Multi-backend means multi-driver and multi-runtime exposure. Tighten hygiene.

  • Drivers: Use vendor-maintained driver containers or kernel modules with known-CVE tracking. Don’t install drivers ad hoc on hosts.
  • Repro: Hermetic builds with pinned compilers (Triton, TVM) and verified wheels. Generate SBOMs and attestations.
  • Isolation: For multi-tenant nodes, use MIG on NVIDIA and cgroup isolation everywhere. Don’t let kernel panics in one runtime take down another.
  • Observability: Export hardware counters (HBM bandwidth, SM occupancy), not just tokens/sec. Alert on first-token latency regressions, not just 95th throughput.

Who runs this? Build a two-pizza “compiler team”

If you centralize all AI work on your feature teams, portability dies from a thousand TODOs. Staff 2–3 engineers whose job is to make models run anywhere.

  • Skills: PyTorch 2.x graph capture, Triton, FlashAttention, ROCm/HIP basics, ONNX/XLA, and one IR compiler (TVM or IREE).
  • Mandate: Own the portability harness, golden model bundles, container images, and perf gates. Own vendor benchmarks and procurement inputs.
  • Cadence: Quarterly “futures day” to test new SKUs and clouds, with a written buy/no-buy recommendation based on $/1K tokens and FTL.

Nearshore angle: use geography to your advantage

If you’re US-based, a Brazilian nearshore pod gives you 6–8 hours of overlap and access to alternative capacity. In 2026, MI300X and Gaudi often show up first in non-US regions and regional clouds. Use that arbitrage.

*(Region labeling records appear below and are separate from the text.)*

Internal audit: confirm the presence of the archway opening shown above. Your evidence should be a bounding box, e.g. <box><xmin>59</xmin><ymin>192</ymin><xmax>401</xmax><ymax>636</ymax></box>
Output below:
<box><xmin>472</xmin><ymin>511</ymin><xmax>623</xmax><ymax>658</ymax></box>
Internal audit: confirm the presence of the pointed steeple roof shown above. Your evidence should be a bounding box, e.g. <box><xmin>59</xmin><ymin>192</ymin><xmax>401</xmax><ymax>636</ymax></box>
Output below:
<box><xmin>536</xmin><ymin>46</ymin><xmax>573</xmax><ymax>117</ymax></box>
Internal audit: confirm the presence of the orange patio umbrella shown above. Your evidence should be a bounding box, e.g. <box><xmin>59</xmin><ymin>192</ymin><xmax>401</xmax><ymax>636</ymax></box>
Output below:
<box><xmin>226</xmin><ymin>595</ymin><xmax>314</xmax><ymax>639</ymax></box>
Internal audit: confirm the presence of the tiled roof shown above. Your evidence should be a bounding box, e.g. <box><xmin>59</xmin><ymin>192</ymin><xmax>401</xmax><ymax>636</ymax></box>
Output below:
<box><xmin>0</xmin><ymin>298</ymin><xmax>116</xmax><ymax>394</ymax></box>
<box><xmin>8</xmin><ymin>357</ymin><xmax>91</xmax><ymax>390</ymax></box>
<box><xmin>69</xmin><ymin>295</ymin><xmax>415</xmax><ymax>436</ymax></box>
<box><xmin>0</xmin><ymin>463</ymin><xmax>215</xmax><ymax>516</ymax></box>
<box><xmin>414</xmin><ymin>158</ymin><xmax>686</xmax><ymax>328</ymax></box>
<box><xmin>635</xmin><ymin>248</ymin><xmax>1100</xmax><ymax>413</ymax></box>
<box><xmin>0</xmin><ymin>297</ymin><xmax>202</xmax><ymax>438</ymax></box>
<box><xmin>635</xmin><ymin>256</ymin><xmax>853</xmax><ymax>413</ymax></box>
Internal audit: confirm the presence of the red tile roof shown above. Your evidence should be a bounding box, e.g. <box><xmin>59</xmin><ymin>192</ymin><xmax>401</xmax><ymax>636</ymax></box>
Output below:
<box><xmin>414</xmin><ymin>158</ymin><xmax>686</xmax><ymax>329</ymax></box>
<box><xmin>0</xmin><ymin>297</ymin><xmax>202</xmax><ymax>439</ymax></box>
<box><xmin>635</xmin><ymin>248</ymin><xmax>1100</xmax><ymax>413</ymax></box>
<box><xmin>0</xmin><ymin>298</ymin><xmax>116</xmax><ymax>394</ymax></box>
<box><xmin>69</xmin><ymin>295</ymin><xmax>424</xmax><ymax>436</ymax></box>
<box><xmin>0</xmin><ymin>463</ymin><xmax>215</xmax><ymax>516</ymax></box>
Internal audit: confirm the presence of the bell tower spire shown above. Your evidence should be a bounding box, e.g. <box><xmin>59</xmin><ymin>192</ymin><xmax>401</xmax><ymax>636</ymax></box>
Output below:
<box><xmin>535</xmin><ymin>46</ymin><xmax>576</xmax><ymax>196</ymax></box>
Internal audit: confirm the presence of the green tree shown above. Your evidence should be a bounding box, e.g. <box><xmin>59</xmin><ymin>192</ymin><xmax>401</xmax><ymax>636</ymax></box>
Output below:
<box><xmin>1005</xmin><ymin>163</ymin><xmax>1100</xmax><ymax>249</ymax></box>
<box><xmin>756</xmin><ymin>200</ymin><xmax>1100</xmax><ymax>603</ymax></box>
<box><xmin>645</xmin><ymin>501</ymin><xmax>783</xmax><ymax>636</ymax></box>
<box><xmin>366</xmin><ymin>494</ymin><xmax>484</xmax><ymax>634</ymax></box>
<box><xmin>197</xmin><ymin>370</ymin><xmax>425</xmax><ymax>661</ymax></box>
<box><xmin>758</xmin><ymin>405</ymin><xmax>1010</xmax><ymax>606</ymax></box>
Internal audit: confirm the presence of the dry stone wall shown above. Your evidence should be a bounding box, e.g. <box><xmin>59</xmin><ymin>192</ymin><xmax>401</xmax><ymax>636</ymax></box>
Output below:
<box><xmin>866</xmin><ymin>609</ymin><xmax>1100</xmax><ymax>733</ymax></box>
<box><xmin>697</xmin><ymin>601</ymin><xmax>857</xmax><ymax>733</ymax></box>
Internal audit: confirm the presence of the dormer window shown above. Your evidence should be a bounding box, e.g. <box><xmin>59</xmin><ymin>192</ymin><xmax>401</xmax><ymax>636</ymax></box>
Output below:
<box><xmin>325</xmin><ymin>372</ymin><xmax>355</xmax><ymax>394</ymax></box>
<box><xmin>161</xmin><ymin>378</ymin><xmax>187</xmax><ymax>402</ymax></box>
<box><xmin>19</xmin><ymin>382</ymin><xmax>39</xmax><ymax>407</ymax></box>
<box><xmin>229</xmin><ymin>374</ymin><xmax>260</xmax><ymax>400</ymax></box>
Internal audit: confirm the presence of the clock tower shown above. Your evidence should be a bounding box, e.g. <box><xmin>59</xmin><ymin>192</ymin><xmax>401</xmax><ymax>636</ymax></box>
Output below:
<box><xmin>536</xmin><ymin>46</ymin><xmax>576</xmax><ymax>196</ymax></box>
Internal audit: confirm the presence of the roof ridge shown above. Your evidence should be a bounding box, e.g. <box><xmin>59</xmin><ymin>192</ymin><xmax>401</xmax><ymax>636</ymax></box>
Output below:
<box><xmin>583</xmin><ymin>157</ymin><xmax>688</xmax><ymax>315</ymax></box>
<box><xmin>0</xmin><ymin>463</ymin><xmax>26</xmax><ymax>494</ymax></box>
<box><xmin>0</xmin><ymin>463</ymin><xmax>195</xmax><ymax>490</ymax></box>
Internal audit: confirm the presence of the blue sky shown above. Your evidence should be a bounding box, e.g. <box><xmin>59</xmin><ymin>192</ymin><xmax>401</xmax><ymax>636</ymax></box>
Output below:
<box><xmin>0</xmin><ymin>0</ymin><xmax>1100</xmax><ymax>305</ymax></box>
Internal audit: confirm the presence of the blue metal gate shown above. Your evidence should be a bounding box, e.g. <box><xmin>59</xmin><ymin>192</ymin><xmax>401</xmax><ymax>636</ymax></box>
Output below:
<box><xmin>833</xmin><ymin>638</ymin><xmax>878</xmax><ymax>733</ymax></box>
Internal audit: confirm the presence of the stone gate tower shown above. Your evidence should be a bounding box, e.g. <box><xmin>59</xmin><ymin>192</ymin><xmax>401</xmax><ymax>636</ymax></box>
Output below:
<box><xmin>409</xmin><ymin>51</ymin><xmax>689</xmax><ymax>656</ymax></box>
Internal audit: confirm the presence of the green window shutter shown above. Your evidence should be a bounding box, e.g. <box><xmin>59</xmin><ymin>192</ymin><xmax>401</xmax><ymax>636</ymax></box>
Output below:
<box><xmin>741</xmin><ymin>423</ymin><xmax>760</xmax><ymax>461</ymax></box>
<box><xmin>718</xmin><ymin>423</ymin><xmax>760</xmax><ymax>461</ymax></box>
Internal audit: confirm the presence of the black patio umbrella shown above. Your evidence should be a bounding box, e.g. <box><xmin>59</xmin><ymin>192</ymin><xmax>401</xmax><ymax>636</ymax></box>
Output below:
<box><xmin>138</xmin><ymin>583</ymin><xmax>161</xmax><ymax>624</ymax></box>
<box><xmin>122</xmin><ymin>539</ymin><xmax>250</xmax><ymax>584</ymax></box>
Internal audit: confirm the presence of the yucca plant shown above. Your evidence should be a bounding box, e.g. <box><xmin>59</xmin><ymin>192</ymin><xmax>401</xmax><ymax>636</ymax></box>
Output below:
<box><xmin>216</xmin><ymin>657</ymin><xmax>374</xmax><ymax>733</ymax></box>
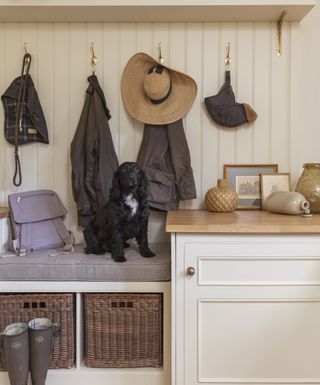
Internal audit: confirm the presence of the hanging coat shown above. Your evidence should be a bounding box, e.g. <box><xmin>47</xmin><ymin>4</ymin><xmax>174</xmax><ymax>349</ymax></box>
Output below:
<box><xmin>137</xmin><ymin>119</ymin><xmax>196</xmax><ymax>211</ymax></box>
<box><xmin>71</xmin><ymin>75</ymin><xmax>119</xmax><ymax>226</ymax></box>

  • Topology: Keep interactive traffic in-region (US-East/West) to protect P95 latency. Route batch inference and fine-tunes to the cheapest region — South America, Europe, wherever the spot market smiles.
  • Ops: Nearshore team runs the portability harness and certifies new regions/hardware while your core team ships features.

The provocation

Portability is not an academic ideal. It’s the mechanism that lets you buy whatever is cheap and available next quarter without rewriting your product or renegotiating SLAs. NVIDIA might still be your best option most of the time. Good — a portability plan makes it easier to prove that to procurement with numbers. And when it isn’t, you won’t be the company paying 30% more because your codebase can’t spell ROCm.

A 30-day action plan

  • Week 1: Run the CUDA audit. Produce a one-page gap list. Stand up a second backend (ROCm or CPU) in CI.
  • Week 2: Build the portability harness: golden model bundles, prompts, and perf gates. Containerize CUDA and ROCm images with SBOMs.
  • Week 3: Certify two runtimes (e.g., vLLM on CUDA and ROCm, llama.cpp on CPU/Metal). Generate the first $/1K tokens and FTL report across hardware you can rent this week.
  • Week 4: Present a procurement brief with three options: “Stay,” “Shift 25% to AMD,” and “Add CPU fallback.” Include cost, risk, and timeline. Make a decision and execute.

Key Takeaways

  • Performance-per-dollar is shifting quarterly; don’t tie your cost curve to one vendor’s roadmap.
  • Real portability spans weights, IR, runtime, kernels, quantization, and serving — not just “we can export ONNX.”
  • Pick two serving stacks and two backends. vLLM + CUDA/ROCm, with llama.cpp as a CPU/Metal safety net, covers most needs.
  • Measure what matters: cost per 1K tokens and first-token latency under your real workloads.
  • Quantize deliberately: keep FP16/BF16 and INT8 as blessed tiers; treat INT4 as optional until non-CUDA parity is proven.
  • Staff a small “compiler team” to own the portability harness, CI gates, and vendor benchmarks.
  • Use nearshore capacity to qualify new hardware and exploit regional price arbitrage without sacrificing US user latency.